Jacó

Personal information
- Full name: Carlos Alberto Guimarães Filho
- Date of birth: 27 February 1996 (age 29)
- Place of birth: Campos dos Goytacazes, Brazil
- Height: 1.82 m (6 ft 0 in)
- Position: Striker

Team information

Youth career
- 2011–2015: Bahia

Senior career*
- Years: Team / Apps / (Gls)
- 2014–2017: Bahia / 11 / (2)
- 2016: → Cuiabá (loan)
- 2016–2017: → Fluminense Feira (loan)
- 2017: CSA / 17 / (3)
- 2017: Oborishte / 7 / (2)
- 2018: Anapolina / 15 / (4)
- 2018–2019: Goiás / 7 / (0)
- 2019: → Juazeirense (loan) / 5 / (0)
- 2019: → Serra Macaense (loan) / 14 / (4)
- 2020: Iporá / 10 / (2)
- 2020: York United
- 2020: Grêmio Anápolis
- 2021: Rio Branco / 7 / (0)
- 2021–2022: Masfout / 25 / (12)
- 2022–2023: Al-Taawon / 30 / (14)
- 2023–2024: Al-Shabab Manama
- 2024: Al-Riffa
- 2024: Al-Arabi / 4 / (0)
- 2024–2025: Quang Nam
- 2025: Rio Branco
- 2025–2026: Emirates

= Jacó (footballer) =

Brazilian footballer (born 1996)

Carlos Alberto Guimarães Filho (born 27 February 1996), commonly known as Jacó, is a Brazilian professional footballer who plays as a striker.

==Career==

===Goiás===
On 4 April 2018, Jacó signed with Série B side Goiás.

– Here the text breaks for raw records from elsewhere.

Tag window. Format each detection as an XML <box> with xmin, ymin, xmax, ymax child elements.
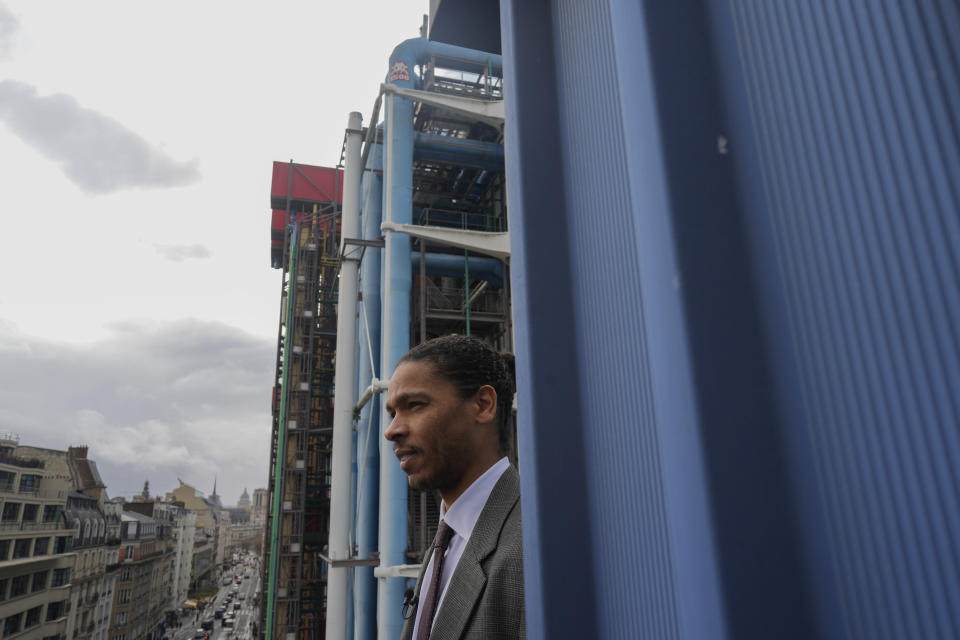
<box><xmin>113</xmin><ymin>612</ymin><xmax>126</xmax><ymax>627</ymax></box>
<box><xmin>117</xmin><ymin>589</ymin><xmax>130</xmax><ymax>605</ymax></box>
<box><xmin>12</xmin><ymin>538</ymin><xmax>31</xmax><ymax>559</ymax></box>
<box><xmin>24</xmin><ymin>606</ymin><xmax>41</xmax><ymax>629</ymax></box>
<box><xmin>0</xmin><ymin>471</ymin><xmax>14</xmax><ymax>491</ymax></box>
<box><xmin>33</xmin><ymin>537</ymin><xmax>48</xmax><ymax>556</ymax></box>
<box><xmin>10</xmin><ymin>574</ymin><xmax>29</xmax><ymax>598</ymax></box>
<box><xmin>3</xmin><ymin>612</ymin><xmax>22</xmax><ymax>637</ymax></box>
<box><xmin>119</xmin><ymin>567</ymin><xmax>131</xmax><ymax>582</ymax></box>
<box><xmin>0</xmin><ymin>579</ymin><xmax>7</xmax><ymax>601</ymax></box>
<box><xmin>124</xmin><ymin>546</ymin><xmax>133</xmax><ymax>560</ymax></box>
<box><xmin>51</xmin><ymin>568</ymin><xmax>70</xmax><ymax>588</ymax></box>
<box><xmin>21</xmin><ymin>504</ymin><xmax>38</xmax><ymax>523</ymax></box>
<box><xmin>0</xmin><ymin>540</ymin><xmax>9</xmax><ymax>561</ymax></box>
<box><xmin>31</xmin><ymin>571</ymin><xmax>48</xmax><ymax>592</ymax></box>
<box><xmin>46</xmin><ymin>601</ymin><xmax>66</xmax><ymax>621</ymax></box>
<box><xmin>42</xmin><ymin>505</ymin><xmax>59</xmax><ymax>523</ymax></box>
<box><xmin>53</xmin><ymin>536</ymin><xmax>71</xmax><ymax>554</ymax></box>
<box><xmin>113</xmin><ymin>634</ymin><xmax>125</xmax><ymax>640</ymax></box>
<box><xmin>2</xmin><ymin>502</ymin><xmax>20</xmax><ymax>522</ymax></box>
<box><xmin>18</xmin><ymin>475</ymin><xmax>39</xmax><ymax>493</ymax></box>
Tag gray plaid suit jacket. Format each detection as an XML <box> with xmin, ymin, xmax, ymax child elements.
<box><xmin>400</xmin><ymin>465</ymin><xmax>525</xmax><ymax>640</ymax></box>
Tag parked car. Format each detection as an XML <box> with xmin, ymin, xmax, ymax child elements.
<box><xmin>223</xmin><ymin>618</ymin><xmax>235</xmax><ymax>629</ymax></box>
<box><xmin>194</xmin><ymin>630</ymin><xmax>208</xmax><ymax>640</ymax></box>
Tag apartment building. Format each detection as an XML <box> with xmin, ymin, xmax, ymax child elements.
<box><xmin>167</xmin><ymin>508</ymin><xmax>194</xmax><ymax>613</ymax></box>
<box><xmin>63</xmin><ymin>493</ymin><xmax>112</xmax><ymax>640</ymax></box>
<box><xmin>124</xmin><ymin>500</ymin><xmax>190</xmax><ymax>615</ymax></box>
<box><xmin>0</xmin><ymin>436</ymin><xmax>76</xmax><ymax>640</ymax></box>
<box><xmin>108</xmin><ymin>511</ymin><xmax>172</xmax><ymax>640</ymax></box>
<box><xmin>189</xmin><ymin>529</ymin><xmax>213</xmax><ymax>594</ymax></box>
<box><xmin>165</xmin><ymin>483</ymin><xmax>227</xmax><ymax>582</ymax></box>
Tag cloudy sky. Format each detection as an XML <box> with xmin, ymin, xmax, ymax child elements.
<box><xmin>0</xmin><ymin>0</ymin><xmax>424</xmax><ymax>501</ymax></box>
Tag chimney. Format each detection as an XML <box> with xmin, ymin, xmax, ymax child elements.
<box><xmin>68</xmin><ymin>446</ymin><xmax>89</xmax><ymax>459</ymax></box>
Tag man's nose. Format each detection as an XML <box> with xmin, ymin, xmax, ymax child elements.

That year, he made seven appearances in Série B and one start in the Copa do Brasil against Grêmio. He also made five appearances and scored one goal at the U23 level for Goiás in the Campeonato Brasileiro de Aspirantes.

====Loan to Juazeirense====
At the beginning of 2019, Jacó went on loan with Série D side Juazeirense. He made five appearances in the Campeonato Baiano and appeared in one Copa do Brazil match against Vasco da Gama.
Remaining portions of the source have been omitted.